As the President and CEO of the Alaska Chamber of Commerce, I was pleased with the recent passage of the Tax Cuts and Jobs Act of 2017. Its enactment is having a positive effect on our economy. Already, because of the tax bill, we are seeing new business investments, workers are seeing bigger pay checks because of less withholding, and in some cases getting bonuses. And, let’s not forget that opening the 1002 area of the Alaska National Wildlife Refuge (ANWR) was included in the bill as well.
The Alaska Congressional Delegation — Lisa Murkowski, Dan Sullivan and Don Young —deserve our thanks and gratitude for their part in helping get this legislation passed.

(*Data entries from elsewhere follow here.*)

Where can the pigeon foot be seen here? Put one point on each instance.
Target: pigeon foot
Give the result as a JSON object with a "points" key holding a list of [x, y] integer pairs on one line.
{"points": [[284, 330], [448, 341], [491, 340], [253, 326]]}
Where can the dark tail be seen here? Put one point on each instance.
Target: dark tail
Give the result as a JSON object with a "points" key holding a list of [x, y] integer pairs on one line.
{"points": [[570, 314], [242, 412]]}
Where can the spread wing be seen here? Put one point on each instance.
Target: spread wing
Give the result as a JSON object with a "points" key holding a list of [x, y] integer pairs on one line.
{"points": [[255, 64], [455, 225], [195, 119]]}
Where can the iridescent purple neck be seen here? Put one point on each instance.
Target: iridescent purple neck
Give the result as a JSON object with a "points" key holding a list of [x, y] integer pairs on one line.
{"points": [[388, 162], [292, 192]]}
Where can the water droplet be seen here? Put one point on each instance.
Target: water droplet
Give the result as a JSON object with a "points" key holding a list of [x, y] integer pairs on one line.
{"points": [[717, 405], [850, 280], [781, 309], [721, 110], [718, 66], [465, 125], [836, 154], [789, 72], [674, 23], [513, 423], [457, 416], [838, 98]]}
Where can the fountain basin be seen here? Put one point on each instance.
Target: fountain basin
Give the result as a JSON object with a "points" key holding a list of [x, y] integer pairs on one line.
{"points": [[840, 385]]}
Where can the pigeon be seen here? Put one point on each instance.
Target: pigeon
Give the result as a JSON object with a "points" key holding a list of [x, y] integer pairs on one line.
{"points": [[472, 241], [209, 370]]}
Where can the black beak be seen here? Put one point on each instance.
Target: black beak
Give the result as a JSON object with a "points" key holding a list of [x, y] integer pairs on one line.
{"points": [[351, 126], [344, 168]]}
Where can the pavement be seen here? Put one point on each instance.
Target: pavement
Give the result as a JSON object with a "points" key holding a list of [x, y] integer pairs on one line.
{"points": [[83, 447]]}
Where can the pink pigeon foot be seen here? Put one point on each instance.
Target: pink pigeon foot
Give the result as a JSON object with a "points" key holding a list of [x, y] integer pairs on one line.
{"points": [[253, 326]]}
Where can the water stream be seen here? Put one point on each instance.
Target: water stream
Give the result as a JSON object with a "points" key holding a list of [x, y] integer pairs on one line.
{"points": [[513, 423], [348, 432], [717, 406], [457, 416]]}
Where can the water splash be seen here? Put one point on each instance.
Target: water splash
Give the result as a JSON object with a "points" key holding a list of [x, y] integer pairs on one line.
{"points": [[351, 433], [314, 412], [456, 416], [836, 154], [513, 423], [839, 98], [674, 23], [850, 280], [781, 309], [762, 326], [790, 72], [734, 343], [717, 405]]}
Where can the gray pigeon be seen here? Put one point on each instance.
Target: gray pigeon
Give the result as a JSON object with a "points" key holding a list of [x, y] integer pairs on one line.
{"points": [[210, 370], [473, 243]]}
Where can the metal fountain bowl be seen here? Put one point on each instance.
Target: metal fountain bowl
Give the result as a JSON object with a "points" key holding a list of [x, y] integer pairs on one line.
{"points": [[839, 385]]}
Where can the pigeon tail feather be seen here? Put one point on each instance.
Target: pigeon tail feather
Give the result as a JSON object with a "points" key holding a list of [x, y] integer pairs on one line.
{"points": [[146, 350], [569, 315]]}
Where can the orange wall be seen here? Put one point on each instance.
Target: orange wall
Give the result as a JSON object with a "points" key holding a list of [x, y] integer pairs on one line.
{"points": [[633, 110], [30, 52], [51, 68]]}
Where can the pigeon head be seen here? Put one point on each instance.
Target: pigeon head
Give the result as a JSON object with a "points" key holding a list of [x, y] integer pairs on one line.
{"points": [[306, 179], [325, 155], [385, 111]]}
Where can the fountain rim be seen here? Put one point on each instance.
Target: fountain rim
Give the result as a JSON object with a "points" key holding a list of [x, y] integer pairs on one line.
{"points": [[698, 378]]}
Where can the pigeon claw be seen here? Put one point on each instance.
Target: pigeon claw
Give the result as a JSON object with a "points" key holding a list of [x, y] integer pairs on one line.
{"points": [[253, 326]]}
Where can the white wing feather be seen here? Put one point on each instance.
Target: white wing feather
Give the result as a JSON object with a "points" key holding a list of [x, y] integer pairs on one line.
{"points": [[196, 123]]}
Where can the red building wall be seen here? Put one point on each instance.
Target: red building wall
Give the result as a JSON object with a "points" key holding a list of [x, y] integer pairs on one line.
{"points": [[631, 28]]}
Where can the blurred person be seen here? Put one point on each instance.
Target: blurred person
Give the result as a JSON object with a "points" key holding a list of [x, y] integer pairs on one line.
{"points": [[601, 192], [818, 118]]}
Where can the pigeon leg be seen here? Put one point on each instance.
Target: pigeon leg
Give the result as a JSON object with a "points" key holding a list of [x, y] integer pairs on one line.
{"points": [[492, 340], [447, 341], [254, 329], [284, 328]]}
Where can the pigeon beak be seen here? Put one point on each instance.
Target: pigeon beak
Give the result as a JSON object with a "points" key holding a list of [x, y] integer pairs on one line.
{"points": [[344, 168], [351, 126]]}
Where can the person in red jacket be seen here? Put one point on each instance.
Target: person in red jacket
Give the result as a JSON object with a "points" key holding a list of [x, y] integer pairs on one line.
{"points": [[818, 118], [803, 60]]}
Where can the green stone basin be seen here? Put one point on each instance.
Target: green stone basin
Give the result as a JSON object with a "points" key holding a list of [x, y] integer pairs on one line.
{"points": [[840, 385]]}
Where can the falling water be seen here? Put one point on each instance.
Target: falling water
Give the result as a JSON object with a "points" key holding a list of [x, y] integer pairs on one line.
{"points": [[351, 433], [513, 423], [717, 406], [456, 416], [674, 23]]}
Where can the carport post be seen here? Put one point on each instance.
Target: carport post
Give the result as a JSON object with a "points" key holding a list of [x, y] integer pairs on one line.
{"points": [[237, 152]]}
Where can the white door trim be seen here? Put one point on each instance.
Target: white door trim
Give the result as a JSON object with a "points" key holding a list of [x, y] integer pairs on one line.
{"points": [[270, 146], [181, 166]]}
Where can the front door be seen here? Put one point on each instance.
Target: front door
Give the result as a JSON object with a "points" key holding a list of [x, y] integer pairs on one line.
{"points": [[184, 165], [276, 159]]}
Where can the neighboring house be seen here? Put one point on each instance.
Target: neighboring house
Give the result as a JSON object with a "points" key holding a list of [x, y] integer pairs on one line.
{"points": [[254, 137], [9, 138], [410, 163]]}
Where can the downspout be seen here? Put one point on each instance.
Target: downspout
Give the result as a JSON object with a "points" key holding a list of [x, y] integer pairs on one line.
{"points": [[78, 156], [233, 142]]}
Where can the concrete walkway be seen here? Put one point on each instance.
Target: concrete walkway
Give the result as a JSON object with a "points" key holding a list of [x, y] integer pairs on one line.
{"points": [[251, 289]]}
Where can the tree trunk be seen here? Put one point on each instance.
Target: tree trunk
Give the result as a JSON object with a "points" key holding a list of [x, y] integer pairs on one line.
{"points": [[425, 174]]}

While we’ve heard quite a bit about the bill and its various components, including the fact that we’ll likely even see a reduction in some of our utility bills, it’s possible that you didn’t hear about one section that may prove to be one of the most important parts of the legislation.
The tax bill included a provision introduced by Senator Tim Scott (R-SC) to create an avenue for the more than $2 trillion in unused capital gains in our country to flow to distressed and rural areas.
If we can attract some of this capital to Alaska, it could be a game changer for our state.
How does it work? Based on income data, each state has a certain number of “Opportunity Zones” within which investment funds — which provide significant capital gains tax breaks for investors — can be established. Such funds will go to build or to supplement economic development projects in those areas. In Alaska, we have 68 low-income census tracts and the Governor can nominate up to 25 of them as Opportunity Zones. Designations are due by March 21 to the U.S. Department of the Treasury unless a waiver is requested and granted.
That means there’s no time to waste in letting the state know of your community or business’ interest in your area being nominated.
While I’m not a tax expert, many who are actual experts say that an Opportunity Zone designation could attract investors to projects, which could ultimately be a huge boost to communities.
A significant amount of economic growth has bypassed many of the communities and villages outside of our economic hubs. I believe that this provision could benefit many Mom-and-Pop enterprises in those communities and could provide incentives to invest in the areas in our urban areas that are under served. They could also lure investments to bigger development projects that are already underway in our state, which could benefit both the region and the state as a whole.
Congress has enacted a potent tax incentive for investors to reinvest investment gains designed to provide capital to businesses in distressed communities. Governor Walker will have to balance targeting the tax incentives to the most needy areas and selecting communities where new businesses are likely to be successfully launched. Let the governor’s office know if your community or business can benefit from a designation as an Opportunity Zone. This is one of those opportunities that we can’t afford to miss.
Curtis W. Thayer is lifelong Alaskan and serves as president and CEO of the Alaska Chamber.